The first Festival attracted 10,000 people and offered 30 different performances by 17 of America’s best professional black theatre companies. Its theme was "An International Celebration and Reunion of Spirit". Angelou served as the Festival's first chairperson, and other prominent African-American performers lent their professional and financial support. It was covered by both the national and international media with wide acclaim.

==Challenges==
The IBTF has been successful, but not without difficulties. In 2001, the Festival faced serious financial troubles that threatened its existence. Several funding sources reduced support and the budget for the Festival was left with a $300,000 deficit. In spite of this setback, Hamlin did not cancel the festival and was able to raise enough money to compensate for the loss. He believed that African-American theatre was important and was able to make his dream a success.

==Today==
The IBTF brings nearly 60,000 people to Winston-Salem. In addition to over 100 theatrical performances, highlights of the Festival are the Opening Night Gala, the Readers' Theatre of New Works, the Youth/Celebrity Project, International Colloquia, the International Vendor's Market, a poetry slam, and various workshops and seminars. More than 50 celebrities can be expected to attend the Festival during its run.

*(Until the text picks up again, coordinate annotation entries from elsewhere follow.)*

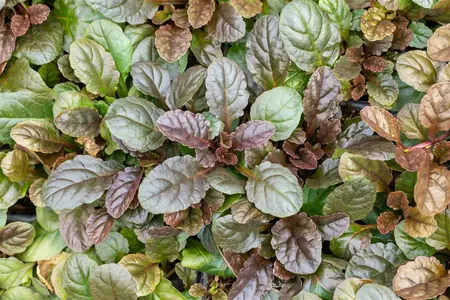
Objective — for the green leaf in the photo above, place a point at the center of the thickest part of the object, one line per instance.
(174, 185)
(16, 237)
(353, 167)
(355, 198)
(45, 246)
(113, 248)
(131, 11)
(274, 190)
(12, 272)
(379, 262)
(78, 181)
(76, 274)
(421, 35)
(85, 58)
(440, 239)
(411, 247)
(131, 122)
(223, 180)
(38, 135)
(282, 106)
(265, 56)
(111, 37)
(196, 257)
(226, 90)
(41, 44)
(310, 38)
(233, 236)
(112, 281)
(146, 275)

The event was renamed to the International Black Theatre Festival beginning in 2024.

The 2007 festival was the first without the direct guidance of Hamlin, who died on June 6, 2007; organizers continued preparations though his presence was missed.

The 2009 NBTF was held August 3–8, 2009, with celebrity co-chairs Ted Lange and Wendy Raquel Robinson.

The 2011 NBTF was held August 1–6, 2011, with celebrity co-chairs Lamman Rucker and T'Keyah Crystal Keymáh.

The 2013 NBTF was held July 29-August 3, 2013, with celebrity co-chairs Tonya Pinkins and Dorien Wilson.

The 2015 NBTF was held August 3-8, 2015, with celebrity co-chairs Debbi Morgan and Darnell Williams.

The 2017 NBTF was held July 31-August 5, 2017, with celebrity co-chairs Anna Maria Horsford and Obba Babatundé.

The 2019 NBTF was held July 29-August 3, 2019, with celebrity co-chairs Margaret Avery and Chester Gregory.

The 2022 NBTF was held August 1-6, 2022, with celebrity co-chairs Lisa Arrindell and Petri Hawkins-Byrd.

The 2024 IBTF will be held July 29–August 3, 2024, with celebrity co-chairs Clifton Davis and Tamara Tunie.